Article by PBI-Canada

Photo: Goldman Environmental Prize.

Today is the fifth anniversary of the murder of Berta Cáceres, the co-founder of the Council of Popular and Indigenous Organizations of Honduras (COPINH).

PBI-USA remembers Cáceres on this day by sharing an English translation of this speech that she gave less than a year before she was killed:

In our worldview, we are beings who come from the Earth, from the water, and from corn.

The Lenca people are ancestral guardians of the rivers, in turn, protected by the spirits of young girls, who teach us that giving our lives in various ways for the protection of the rivers is giving our lives for the well-being of humanity and of this planet.

COPINH, walking alongside people struggling for their emancipation, validates this commitment to continue protecting our waters, the rivers, our shared resources, and nature in general, as well as our rights as a people.

Let us wake up! We’re out of time. We must shake our conscience free of the rapacious capitalism, racism, and patriarchy that will only assure our own self-destruction.

The Gualcarque River has called upon us, as have other gravely threatened rivers.

We must answer their call.

Our Mother Earth – militarized, fenced-in, poisoned, a place where basic rights are systematically violated – demands that we take action.

Let us build societies that are able to coexist in a dignified way, in a way that protects life.

Let us come together and remain hopeful as we defend and care for the blood of this Earth and of its spirits.

I dedicate this award to all the rebels out there, to my mother, to the Lenca people, to Rio Blanco, and to the martyrs who gave their lives in the struggle to defend our natural resources.

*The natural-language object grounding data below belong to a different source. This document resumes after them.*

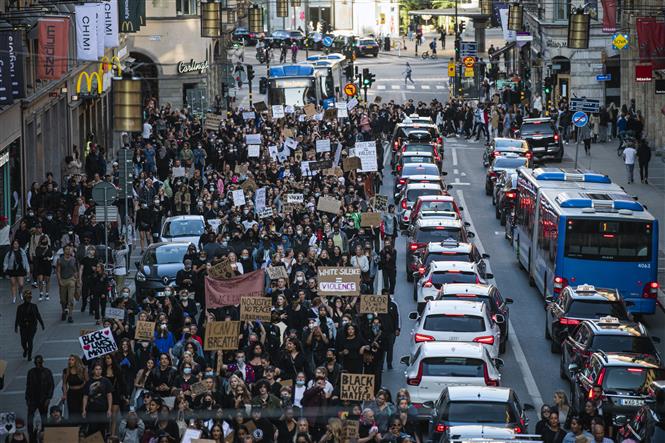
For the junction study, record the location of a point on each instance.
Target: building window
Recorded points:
(187, 7)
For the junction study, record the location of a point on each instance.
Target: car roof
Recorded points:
(465, 288)
(478, 393)
(454, 349)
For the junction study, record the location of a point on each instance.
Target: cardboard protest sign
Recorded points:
(351, 164)
(228, 292)
(98, 343)
(221, 335)
(329, 205)
(277, 272)
(357, 387)
(369, 219)
(323, 145)
(60, 435)
(239, 197)
(255, 308)
(340, 281)
(115, 313)
(144, 331)
(370, 304)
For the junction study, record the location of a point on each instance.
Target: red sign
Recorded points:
(644, 73)
(53, 50)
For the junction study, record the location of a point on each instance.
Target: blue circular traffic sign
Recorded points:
(580, 119)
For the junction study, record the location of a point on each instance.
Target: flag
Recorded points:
(53, 48)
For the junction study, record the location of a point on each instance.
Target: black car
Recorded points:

To watch the video of Cáceres giving this speech (with English subtitles), please click here.

The full text of the speech in Spanish is here.

PBI-Honduras began to accompany COPINH, the organization Cáceres co-founded, three months after she was killed.

This morning, PBI-Spanish State signed this joint letter with other organizations calling on the Spanish Minister of Foreign Affairs to continue to seek justice for Cáceres and to “publicly acknowledge the legitimate work carried out by COPINH and the importance of their struggle to achieve justice and reach the truth.”

COPINH has submitted about 35 complaints about aggressions it has experienced between 2017 and 2020. The Honduran state has not taken action against the alleged aggressors nor has it signed the Escazu Agreement to protect environmental defenders.